Whisper Setup for Local Audio Transcription (Mac M1 Pro)

Initial Recommendation from Claude Web

For Mac M1 Pro, the best options for local Whisper transcription:

Optimized for Apple Silicon and runs much faster than the Python version:

# Install via Homebrew
brew install whisper-cpp
 
# Download a model (medium is good balance of speed/accuracy)
bash ./models/download-ggml-model.sh medium
 
# Transcribe
whisper-cpp -m models/ggml-medium.bin -f your_audio.m4a

Alternative: Official OpenAI Whisper (Python)

pip install openai-whisper
whisper your_audio.m4a --model medium --language English

Model Size Recommendations

  • tiny - Fastest, least accurate
  • base - Still fast, decent quality
  • small - Good balance
  • medium - Better accuracy (recommended for M1 Pro)
  • large - Best accuracy, slower

Can I use Ollama for transcription?

No, Ollama doesn’t support speech-to-text models like Whisper. Ollama is specifically designed for running text-based LLMs (like Llama, Mistral, Gemma), not audio processing models.

Whisper + Ollama Workflow

You can combine them:

  1. Use whisper.cpp for transcription
  2. Use Ollama for post-processing the transcript
# 1. Transcribe with Whisper
whisper audio.m4a --model medium > transcript.txt
 
# 2. Process with Ollama
ollama run llama3.2 "Summarize this transcript: $(cat transcript.txt)"

Model Sizes Comparison

ModelSize
medium.en~1.5 GB
large.en~2.9 GB

large.en is roughly 2x the size of medium.en.

Quantized versions (reduced size, minimal quality loss):

  • medium.en-q5_0 → 539 MB
  • medium.en-q8_0 → 823 MB

Sources:


Setup Steps

1. Create dedicated folder for models

mkdir -p ~/Tools/whisper-cpp/models

2. Download models from Hugging Face

The Homebrew package doesn’t include a download script, so download directly:

cd ~/Tools/whisper-cpp/models
 
# Download medium.en (~1.5GB)
curl -L -C - -O https://huggingface.co/ggerganov/whisper.cpp/resolve/main/ggml-medium.en.bin
 
# Download large-v3 (~3GB) - best quality multilingual
curl -L -C - -O https://huggingface.co/ggerganov/whisper.cpp/resolve/main/ggml-large-v3.bin
 
# Download large-v3-q8_0 (~1.6GB) - quantized, faster
curl -L -C - -O https://huggingface.co/ggerganov/whisper.cpp/resolve/main/ggml-large-v3-q8_0.bin

The -C - flag allows resuming if interrupted.

Note: There’s no large.en model for v3 - OpenAI stopped making English-only versions after v2. The large-v3 multilingual model works great for English.


Transcribing Audio

Convert audio to WAV first

whisper.cpp can’t read .m4a files directly - it needs WAV format:

# Install ffmpeg if needed
brew install ffmpeg
 
# Convert m4a to wav (16kHz sample rate for Whisper)
ffmpeg -i ~/Downloads/audio.m4a -ar 16000 ~/Downloads/audio.wav

Run transcription

whisper-cli -m ~/Tools/whisper-cpp/models/ggml-medium.en.bin -f ~/Downloads/audio.wav

Saving Transcription Output

By default, whisper-cli only outputs to terminal. To save:

Option 1: Redirect to file (best for LLM input)

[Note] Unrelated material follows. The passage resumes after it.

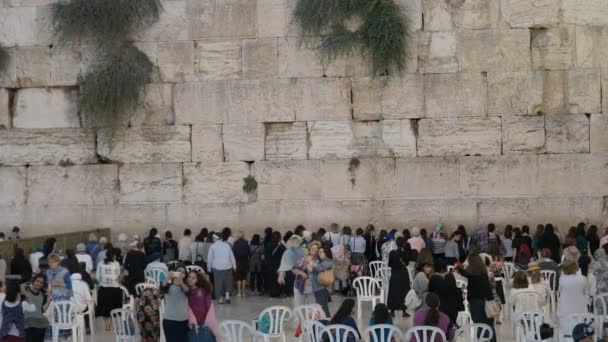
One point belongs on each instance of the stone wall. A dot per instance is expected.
(500, 116)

whisper-cli -m ~/Tools/whisper-cpp/models/ggml-medium.en.bin -f ~/Downloads/audio.wav > ~/Downloads/transcript.txt

Option 2: Built-in output options

whisper-cli -m ~/Tools/whisper-cpp/models/ggml-medium.en.bin -f ~/Downloads/audio.wav -otxt

Available output formats:

  • -otxt - Plain text
  • -osrt - SRT subtitles (with timestamps)
  • -ovtt - VTT subtitles
  • -ojson - JSON format
  • -ocsv - CSV format

Can combine multiple: -otxt -osrt

For LLM summarization: Use plain text (option 1 or -otxt) - no timestamp clutter, saves tokens.

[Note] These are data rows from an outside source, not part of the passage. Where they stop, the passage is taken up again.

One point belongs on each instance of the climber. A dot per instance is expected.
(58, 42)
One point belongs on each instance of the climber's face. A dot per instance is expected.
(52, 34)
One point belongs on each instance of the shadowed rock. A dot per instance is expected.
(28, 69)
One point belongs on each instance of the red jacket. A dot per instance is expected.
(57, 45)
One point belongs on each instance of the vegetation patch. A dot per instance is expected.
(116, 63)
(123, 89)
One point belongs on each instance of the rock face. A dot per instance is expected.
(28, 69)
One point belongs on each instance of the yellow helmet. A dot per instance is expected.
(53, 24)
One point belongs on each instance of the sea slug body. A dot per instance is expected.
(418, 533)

Speaker Diarization (Multi-Speaker Detection)

Whisper does NOT detect different speakers - it only transcribes audio to text.

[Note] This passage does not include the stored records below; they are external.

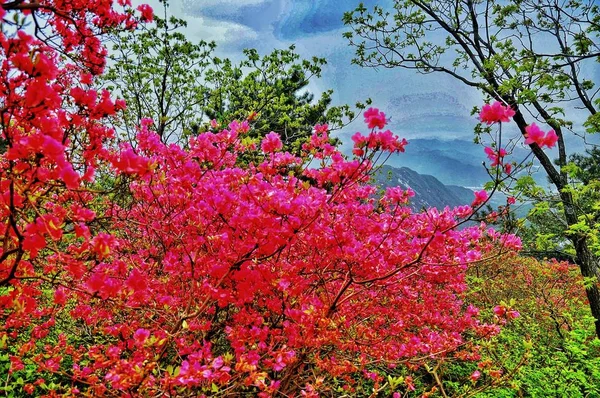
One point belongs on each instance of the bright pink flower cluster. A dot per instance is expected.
(193, 272)
(496, 113)
(380, 140)
(536, 136)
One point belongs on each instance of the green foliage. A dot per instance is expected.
(159, 74)
(272, 90)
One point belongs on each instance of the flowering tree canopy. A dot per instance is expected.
(210, 274)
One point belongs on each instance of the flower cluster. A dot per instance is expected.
(496, 113)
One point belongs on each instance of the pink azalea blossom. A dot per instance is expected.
(495, 113)
(534, 135)
(480, 197)
(271, 143)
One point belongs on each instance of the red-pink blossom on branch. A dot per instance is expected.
(534, 135)
(375, 118)
(497, 112)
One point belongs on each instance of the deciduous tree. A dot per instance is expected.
(535, 57)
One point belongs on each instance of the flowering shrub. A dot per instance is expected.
(211, 277)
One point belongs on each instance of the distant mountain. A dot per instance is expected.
(429, 191)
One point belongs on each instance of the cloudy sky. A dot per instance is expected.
(419, 106)
(431, 106)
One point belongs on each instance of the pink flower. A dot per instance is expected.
(550, 139)
(271, 143)
(374, 118)
(140, 336)
(495, 113)
(480, 197)
(495, 156)
(534, 135)
(147, 12)
(500, 310)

Options for speaker detection:

1. WhisperX (best accuracy)

Combines Whisper + pyannote speaker diarization:

pip install pyannote.audio whisperx
whisperx ~/Downloads/audio.wav --model medium.en --diarize

Requires a free Hugging Face token for pyannote.

GitHub: WhisperX

2. Cloud services with built-in speaker detection

  • AssemblyAI
  • Deepgram
  • AWS Transcribe

3. Manual/LLM approach

For use cases like interviews with clear turn-taking, prompt the LLM to infer speakers based on context (interviewer asks questions, interviewee answers).